Have you ever played a game at a party where you tried to guess what the surprise was and another participant asked,”Is it bigger than a breadbox?” This phrase was popularized by the comedian Steve Allen when hosting the game show, “What My Line?” At the time of airing this popular television program, the concept of a breadbox was well-known.
Would most people today know what a breadbox looks like? Certainly, you could “Google” the term breadbox and find a variety of vintage breadbox selling on E-Bay. You could also find a fancy new breadbox online for about $100. Or you might find one at a garage sale.
This past Sunday afternoon, I stopped at a garage sale after church. Normally, I would not be browsing the lawns, driveways or garages in my neighborhood on Sunday, but I was flagged by a huge sheet of plywood. ” “SALE” was painted in red letters almost the size of the piece of wood. I put my car in reverse, (not recommended when cars have to go around you), and pulled in the driveway behind another treasure hunter.

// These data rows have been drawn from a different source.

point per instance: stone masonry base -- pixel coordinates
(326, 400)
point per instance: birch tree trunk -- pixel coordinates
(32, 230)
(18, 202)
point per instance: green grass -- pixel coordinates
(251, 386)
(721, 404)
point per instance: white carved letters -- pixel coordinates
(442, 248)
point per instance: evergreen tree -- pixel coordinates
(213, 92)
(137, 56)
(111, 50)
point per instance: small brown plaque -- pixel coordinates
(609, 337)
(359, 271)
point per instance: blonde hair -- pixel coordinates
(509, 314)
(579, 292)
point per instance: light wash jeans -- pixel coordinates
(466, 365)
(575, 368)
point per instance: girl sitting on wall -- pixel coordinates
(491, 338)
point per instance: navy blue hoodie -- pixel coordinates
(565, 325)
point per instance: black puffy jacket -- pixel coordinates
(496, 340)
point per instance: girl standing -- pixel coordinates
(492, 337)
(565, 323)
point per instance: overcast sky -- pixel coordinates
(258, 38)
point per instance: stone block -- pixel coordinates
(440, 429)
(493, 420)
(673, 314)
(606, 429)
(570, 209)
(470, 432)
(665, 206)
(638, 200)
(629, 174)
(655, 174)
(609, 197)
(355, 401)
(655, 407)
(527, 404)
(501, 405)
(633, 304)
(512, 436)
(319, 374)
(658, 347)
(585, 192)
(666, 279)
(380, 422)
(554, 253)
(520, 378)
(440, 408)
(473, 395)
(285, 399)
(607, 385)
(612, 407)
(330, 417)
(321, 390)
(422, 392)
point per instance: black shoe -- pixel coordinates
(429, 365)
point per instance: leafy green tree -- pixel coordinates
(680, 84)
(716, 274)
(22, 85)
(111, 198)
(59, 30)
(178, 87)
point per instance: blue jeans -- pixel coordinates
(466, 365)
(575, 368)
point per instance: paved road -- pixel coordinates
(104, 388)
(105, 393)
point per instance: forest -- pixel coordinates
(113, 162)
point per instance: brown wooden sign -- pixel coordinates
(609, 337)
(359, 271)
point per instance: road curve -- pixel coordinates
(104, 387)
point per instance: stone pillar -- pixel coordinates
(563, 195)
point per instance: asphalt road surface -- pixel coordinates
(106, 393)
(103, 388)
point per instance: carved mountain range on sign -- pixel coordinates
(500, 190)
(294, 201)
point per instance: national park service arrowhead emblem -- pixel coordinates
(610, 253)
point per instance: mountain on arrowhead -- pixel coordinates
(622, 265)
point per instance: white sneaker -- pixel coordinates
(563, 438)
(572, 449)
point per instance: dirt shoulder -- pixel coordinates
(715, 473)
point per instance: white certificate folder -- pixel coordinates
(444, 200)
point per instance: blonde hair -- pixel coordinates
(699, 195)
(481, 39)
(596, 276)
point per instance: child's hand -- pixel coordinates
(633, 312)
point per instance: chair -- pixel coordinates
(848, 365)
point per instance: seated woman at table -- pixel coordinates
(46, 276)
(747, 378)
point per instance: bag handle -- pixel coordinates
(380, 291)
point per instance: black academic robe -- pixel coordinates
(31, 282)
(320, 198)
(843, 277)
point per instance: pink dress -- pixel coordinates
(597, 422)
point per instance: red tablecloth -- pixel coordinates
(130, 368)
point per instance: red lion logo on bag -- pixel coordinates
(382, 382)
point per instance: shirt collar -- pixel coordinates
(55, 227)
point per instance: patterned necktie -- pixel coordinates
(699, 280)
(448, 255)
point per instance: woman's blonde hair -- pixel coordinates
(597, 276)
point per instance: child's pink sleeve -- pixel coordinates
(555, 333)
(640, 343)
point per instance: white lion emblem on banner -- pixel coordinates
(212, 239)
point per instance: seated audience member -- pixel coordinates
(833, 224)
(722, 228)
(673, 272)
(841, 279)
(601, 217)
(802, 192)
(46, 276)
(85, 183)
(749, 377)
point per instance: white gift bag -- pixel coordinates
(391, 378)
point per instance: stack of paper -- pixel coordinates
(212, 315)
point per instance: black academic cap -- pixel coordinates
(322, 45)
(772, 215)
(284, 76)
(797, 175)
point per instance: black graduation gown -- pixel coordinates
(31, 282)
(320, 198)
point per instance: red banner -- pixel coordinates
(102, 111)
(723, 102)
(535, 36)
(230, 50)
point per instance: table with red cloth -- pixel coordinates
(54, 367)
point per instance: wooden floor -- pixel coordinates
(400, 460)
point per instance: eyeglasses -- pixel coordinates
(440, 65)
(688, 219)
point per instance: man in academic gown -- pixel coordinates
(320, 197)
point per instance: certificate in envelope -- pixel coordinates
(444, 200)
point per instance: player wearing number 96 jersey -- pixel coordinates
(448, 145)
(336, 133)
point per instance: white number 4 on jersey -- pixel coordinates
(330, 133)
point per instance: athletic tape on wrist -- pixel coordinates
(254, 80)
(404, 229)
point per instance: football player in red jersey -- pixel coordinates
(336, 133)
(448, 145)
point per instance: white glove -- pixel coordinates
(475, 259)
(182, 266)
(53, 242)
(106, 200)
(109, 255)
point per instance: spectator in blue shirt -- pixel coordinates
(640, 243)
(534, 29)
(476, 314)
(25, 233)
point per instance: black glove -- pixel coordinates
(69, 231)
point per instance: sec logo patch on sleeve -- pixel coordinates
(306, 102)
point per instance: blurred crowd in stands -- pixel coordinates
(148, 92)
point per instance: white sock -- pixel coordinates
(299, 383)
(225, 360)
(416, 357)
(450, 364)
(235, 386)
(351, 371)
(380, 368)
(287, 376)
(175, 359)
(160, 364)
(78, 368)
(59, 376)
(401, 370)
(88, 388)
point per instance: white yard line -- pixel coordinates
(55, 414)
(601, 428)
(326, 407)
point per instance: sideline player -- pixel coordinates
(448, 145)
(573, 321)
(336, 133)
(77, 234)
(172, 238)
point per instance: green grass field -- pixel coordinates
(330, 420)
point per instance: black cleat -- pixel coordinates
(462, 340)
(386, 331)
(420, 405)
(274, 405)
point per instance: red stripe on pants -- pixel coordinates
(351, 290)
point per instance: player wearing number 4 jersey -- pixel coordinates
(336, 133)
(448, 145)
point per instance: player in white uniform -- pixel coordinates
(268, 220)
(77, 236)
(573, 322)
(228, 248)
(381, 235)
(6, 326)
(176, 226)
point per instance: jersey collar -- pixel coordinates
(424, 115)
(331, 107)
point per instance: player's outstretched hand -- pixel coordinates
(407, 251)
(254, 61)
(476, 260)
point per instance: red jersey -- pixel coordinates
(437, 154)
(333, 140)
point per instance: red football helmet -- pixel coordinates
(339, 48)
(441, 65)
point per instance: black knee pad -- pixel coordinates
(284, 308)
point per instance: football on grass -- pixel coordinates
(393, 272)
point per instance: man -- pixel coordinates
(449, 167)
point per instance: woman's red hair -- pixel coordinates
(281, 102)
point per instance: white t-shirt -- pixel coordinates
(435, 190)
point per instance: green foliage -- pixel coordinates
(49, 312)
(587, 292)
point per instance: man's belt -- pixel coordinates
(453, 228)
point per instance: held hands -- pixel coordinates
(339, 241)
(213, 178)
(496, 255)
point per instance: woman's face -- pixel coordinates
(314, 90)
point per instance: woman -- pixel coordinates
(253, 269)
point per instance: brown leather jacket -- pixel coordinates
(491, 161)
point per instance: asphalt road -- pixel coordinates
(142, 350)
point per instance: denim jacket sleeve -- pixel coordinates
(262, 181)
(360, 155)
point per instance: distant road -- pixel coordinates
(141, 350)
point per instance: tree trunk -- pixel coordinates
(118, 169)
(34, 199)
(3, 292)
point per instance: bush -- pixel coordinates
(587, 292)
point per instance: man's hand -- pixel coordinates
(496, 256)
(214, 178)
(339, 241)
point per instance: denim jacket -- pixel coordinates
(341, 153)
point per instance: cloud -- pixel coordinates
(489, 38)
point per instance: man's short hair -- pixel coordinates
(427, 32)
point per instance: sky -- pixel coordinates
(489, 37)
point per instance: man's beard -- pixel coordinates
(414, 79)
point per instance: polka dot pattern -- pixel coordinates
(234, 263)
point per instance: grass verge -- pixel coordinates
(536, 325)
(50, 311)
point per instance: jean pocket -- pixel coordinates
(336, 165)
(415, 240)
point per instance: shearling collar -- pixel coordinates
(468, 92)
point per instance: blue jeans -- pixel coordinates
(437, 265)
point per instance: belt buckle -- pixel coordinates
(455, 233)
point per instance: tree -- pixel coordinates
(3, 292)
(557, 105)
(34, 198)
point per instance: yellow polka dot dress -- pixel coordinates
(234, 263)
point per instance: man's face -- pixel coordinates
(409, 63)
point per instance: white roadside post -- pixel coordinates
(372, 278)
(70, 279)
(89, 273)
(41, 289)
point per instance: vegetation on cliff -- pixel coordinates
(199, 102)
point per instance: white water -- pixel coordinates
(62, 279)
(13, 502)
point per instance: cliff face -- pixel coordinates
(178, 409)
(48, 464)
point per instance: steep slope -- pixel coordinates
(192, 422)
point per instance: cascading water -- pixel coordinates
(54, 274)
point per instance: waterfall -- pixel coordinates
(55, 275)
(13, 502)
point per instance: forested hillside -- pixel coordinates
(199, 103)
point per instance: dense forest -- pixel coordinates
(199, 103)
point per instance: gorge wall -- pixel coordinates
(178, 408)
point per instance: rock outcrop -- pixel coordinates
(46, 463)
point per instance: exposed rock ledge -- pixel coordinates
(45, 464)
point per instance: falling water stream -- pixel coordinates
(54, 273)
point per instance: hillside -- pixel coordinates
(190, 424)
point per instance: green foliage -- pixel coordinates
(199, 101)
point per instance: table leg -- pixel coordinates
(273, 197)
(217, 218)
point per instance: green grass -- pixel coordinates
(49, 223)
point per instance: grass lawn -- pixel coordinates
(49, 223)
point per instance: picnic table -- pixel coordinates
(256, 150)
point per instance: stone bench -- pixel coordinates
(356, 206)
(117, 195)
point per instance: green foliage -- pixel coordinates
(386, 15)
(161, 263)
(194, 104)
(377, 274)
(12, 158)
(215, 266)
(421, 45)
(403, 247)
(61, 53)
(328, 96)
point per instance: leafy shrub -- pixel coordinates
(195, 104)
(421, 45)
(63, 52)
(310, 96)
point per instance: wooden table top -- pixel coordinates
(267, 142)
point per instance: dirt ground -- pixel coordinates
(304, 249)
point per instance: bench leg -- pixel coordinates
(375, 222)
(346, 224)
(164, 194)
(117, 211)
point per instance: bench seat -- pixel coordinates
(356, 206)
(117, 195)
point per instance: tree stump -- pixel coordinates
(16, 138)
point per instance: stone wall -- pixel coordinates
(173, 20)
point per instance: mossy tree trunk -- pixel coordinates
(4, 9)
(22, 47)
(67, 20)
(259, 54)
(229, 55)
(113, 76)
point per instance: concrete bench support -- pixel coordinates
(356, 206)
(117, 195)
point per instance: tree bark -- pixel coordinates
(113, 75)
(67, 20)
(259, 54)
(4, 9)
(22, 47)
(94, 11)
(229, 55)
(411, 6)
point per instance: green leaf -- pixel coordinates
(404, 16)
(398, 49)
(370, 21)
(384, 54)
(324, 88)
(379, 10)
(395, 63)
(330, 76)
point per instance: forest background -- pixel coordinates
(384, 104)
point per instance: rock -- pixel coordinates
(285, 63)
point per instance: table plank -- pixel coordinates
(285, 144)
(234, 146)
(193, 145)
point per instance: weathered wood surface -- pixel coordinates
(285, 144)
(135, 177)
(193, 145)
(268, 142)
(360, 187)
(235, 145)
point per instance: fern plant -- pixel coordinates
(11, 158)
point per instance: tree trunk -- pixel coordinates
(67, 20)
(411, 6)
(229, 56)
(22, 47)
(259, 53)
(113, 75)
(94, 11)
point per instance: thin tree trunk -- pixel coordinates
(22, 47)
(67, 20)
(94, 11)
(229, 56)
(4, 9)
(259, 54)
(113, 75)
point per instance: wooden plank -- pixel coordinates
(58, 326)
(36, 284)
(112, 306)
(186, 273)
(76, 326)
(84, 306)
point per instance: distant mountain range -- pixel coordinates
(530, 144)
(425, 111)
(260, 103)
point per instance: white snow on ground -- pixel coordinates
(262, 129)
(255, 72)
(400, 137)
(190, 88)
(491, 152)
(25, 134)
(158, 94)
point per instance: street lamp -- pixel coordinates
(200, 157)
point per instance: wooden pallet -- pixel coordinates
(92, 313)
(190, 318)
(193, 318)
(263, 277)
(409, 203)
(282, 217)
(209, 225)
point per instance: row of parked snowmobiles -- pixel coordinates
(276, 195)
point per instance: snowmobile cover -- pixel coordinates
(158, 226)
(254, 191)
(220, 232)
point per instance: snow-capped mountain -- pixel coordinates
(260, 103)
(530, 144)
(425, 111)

The need for more chairs around the dining table was in the back of my mind, but there wasn’t a seat in sight. What drew me further amongst the array of items was an old box. This was not your average garage sale find, it was made for a specific purpose and the sweet lady hosting the event offered its history.
She explained that it was once used to deliver bread. She showed me the embossed letters spelling “Vim Bread Company” on the lid. I couldn’t believe my ears or my eyes. It was just what I needed! Not to sit on, of course. I needed it to place the bread I baked in for the Bread of Life Ministry.
” The Bread of Life Ministry” was titled as such because it describes the act of ministering the Gospel of Jesus Christ to my neighbors. I have gone door to door in hopes of giving a loaf bread that had been wrapped in foil and placed in a plastic bag. Information was inserted into the bag that includes who I am, the recipe and a connect card from the Nazarene Church I attend.
This idea came from a lovely lady I never met. In a Revival service I had attended, an Evangelist, Lane Loman, retold the story of his beloved mother, Pearl Loman. Pearl was a modern-day disciple of Christ who took the Great Commission seriously. She would go door to door showing her neighbors God’s love and giving them a loaf of bread she baked. Ladies, this was before bread machines and the convenience of Harvest Bread.
I hope to accomplish the same result as she: lives brought to Christ and transformed into His image. Some of the families in her neighborhood had made the decision to accept Christ as their Savior after praying with them.
What would happen to our neighborhoods today, if there were others who followed the example of this humble lady?
Those that make the effort to fulfill the Great Commission will have abundant joy in the Harvest, bringing their sheaves with them.